Closed elindsey closed 5 months ago

elindsey commented 5 months ago

Feel free to close this out with no action - just something I was toying with locally and thought I'd share. 🙂

This is an alternate version of counter that relies on packing a key ID into the counts. The upside is no bookkeeping/juggling of two maps, no merging, no pointer indirection/less sparseness, and no use of the sort Func form. The downside is sharing bits between counter and keyspace, so certain datasets (very very high counts and very very high number of unique keys) would be representable in the current version and not in this version. This scenario could be detected and have a fallback, but current code doesn't do it (didn't apply to my use case, kind of an edge case).

timbray commented 5 months ago

I have a 3.18G test file that I use for benchmarking. I checked out your branch and don't seem to observe any significant performance delta - maybe just slightly slower. Could post a copy of the test file for you to grab if you want.
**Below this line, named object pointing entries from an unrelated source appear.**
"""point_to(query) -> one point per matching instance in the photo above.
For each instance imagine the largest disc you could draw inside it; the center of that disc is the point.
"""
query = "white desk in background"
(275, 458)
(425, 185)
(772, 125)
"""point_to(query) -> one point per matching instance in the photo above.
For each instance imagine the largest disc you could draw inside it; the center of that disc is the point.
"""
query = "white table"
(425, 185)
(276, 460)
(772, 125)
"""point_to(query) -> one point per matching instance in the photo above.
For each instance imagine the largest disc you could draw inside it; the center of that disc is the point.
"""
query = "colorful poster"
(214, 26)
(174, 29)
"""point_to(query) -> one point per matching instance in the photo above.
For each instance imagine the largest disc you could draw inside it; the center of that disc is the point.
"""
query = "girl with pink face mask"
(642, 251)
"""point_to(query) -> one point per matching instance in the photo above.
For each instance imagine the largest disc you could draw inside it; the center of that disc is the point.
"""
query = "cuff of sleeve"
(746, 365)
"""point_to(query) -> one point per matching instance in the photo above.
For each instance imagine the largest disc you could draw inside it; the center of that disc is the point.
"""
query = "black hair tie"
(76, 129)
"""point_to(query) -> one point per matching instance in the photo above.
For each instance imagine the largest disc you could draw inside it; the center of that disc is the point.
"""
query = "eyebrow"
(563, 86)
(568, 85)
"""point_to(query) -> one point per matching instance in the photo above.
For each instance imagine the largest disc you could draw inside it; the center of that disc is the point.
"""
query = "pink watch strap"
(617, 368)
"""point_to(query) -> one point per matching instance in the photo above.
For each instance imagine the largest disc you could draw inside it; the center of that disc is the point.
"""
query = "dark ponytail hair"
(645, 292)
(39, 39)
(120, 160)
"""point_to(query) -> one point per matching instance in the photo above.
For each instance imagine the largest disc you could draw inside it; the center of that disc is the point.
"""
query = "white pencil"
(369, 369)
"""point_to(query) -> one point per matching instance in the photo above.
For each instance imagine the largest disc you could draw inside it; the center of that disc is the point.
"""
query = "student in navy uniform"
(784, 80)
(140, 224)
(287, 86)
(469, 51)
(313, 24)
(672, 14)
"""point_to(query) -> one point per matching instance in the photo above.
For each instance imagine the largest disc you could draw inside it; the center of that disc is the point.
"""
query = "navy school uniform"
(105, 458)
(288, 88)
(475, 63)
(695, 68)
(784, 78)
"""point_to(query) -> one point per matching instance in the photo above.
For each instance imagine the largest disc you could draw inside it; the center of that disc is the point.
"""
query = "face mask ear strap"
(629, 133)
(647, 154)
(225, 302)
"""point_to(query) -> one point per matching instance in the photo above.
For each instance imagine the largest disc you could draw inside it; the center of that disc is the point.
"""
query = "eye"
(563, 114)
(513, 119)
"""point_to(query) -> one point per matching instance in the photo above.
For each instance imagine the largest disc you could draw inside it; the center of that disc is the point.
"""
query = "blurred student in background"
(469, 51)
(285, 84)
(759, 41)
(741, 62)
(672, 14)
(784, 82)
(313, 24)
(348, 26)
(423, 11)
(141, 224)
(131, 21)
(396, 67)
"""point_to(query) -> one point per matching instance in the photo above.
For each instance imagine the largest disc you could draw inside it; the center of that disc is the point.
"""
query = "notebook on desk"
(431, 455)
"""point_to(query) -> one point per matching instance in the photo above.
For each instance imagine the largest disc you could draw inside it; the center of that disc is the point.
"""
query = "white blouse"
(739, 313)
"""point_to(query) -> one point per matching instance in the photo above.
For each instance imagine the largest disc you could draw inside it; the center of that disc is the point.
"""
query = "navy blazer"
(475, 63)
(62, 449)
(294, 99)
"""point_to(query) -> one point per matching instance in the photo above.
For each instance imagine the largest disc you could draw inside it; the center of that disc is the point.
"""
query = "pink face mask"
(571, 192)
I haven't actually worked out yet how yours works yet, but the narrative sounds cool. Whatever happens, I will go back and figure it out

In any case, what's your opinion? Is there a case to be made for a serious effort to adopt this proposal? Your description of the trade-offs was interesting but didn't discuss practicalities such as maintainability or memory footprint or suitability for particular kinds of computers or whatever. Did you do this just for fun (I approve) or to address a particular use case?

In any case, if you wanted to write this up somewhere, I'd probably link to it and send a few thousand pairs of eyes to have a closer look.

elindsey commented 5 months ago

Could post a copy of the test file for you to grab if you want.

That'd be great! If you don't mind I'll defer on the other questions until I've had a chance to peek a bit more at that test file and write a benchmark. This was purely for fun, but I may have sent it off half-baked. 🙂

timbray commented 5 months ago

Never mind: Found your email, sent URL of test file.

elindsey commented 5 months ago

Going ahead and closing this out - it only really has benefit for large values of -n, but that's a less common use. At smaller values it may be negative because it ends up with a larger final sort. It would be neat if the two techniques could be combined in some form, but haven't thought of a way outside of coarse heuristics.